NPR sides with Dick Cheney on torture

This remarkable column by NPR ombudsman Alicia Shepard reveals the depths to which the once great news network has sunk in its efforts to curry favor from the right wing.

Shepard is responding to the criticism from NPR listeners over the network’s refusal to use the term “torture” when referring to Bush-era interrogation techniques. Glenn Greenwald is masterful, as usual, in disecting Shepard’s argument and demonstrating the emptiness of her defense, so I won’t go over the ground he’s covered, but I’d like to make two points.

The entire structure of the NPR position is revealed to be corrupt and defenseless throughout the column, but is summed up nicely in Shepard’s closing paragraph, where she quotes NPR’s managing editor, David Sweeney:

“We understand that no matter what language we use, we risk taking one side or another in this debate,” said Sweeney. “To label techniques as ‘enhanced’ risks minimizing what was done. To call them torture suggests we’ve taken sides in the debate.”

Let’s make this clear. No matter what language they use, NPR will be seen as “taking one side or another in this debate.” So it isn’t a question of appearing partisan, it’s a question of which side of the debate they are willing to appear to side with. Clearly, they’ve chosen to “side” with the right, using Bush administration double-speak instead of the term “torture.” And they do so KNOWING they “risk minimizing what was done.”
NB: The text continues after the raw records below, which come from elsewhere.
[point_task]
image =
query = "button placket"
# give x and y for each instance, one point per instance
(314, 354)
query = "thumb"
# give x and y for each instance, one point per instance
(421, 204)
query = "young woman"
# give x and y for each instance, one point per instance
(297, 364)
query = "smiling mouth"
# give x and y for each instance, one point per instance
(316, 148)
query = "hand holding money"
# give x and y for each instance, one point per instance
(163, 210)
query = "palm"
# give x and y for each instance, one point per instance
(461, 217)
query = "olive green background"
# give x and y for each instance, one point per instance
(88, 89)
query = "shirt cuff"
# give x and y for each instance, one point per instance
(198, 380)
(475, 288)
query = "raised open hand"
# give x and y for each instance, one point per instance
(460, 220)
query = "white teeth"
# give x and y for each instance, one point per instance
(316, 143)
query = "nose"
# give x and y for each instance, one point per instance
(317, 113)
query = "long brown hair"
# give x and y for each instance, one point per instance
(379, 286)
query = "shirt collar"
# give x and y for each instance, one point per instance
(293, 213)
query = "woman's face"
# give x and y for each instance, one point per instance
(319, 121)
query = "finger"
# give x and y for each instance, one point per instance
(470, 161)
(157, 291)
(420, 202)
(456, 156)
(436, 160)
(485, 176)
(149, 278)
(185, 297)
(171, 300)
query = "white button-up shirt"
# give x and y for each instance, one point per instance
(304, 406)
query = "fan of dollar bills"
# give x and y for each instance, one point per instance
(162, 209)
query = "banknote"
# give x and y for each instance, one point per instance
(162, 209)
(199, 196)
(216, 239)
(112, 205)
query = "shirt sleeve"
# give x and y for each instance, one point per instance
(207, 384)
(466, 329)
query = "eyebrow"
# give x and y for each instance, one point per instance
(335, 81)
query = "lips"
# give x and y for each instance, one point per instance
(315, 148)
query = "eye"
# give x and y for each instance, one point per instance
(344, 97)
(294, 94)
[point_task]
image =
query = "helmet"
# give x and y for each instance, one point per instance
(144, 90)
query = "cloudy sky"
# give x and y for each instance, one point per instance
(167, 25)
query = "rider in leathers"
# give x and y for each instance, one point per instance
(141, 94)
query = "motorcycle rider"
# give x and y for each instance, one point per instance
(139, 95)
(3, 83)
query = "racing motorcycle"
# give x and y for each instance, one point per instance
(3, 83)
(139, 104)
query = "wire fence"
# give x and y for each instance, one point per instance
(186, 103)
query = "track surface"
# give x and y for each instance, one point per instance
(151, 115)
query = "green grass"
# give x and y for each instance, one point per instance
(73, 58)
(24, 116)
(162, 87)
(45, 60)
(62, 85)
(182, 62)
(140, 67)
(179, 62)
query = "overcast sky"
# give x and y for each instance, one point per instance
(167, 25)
In short, NPR is admitting that they are willing to obscure the truth in order to avoid angering the right.  And they seem proud of it.

The second point I want to make is that at first I thought Alicia Shepard must be an idiot, or at best a corporate sell-out. After all, she’s the ombudsman and she’s willing to defend this defenseless position. But now I think just the opposite. I think she knows she CAN’T defend NPR’s position, but was ordered to, so she is revealing the mindset of the NPR management in order to demonstrate — without actually saying — how corrupt NPR has become. At least I hope that is the case.

NPR started on this downward spiral when they fired the great Bob Edwards as host of Morning Edition and replaced him with the insipid Steve Inskeep and Renee Montagne. Next time your local public radio station asks for a donation, tell them you’re sending your money to Amy Goodman at Democracy Now!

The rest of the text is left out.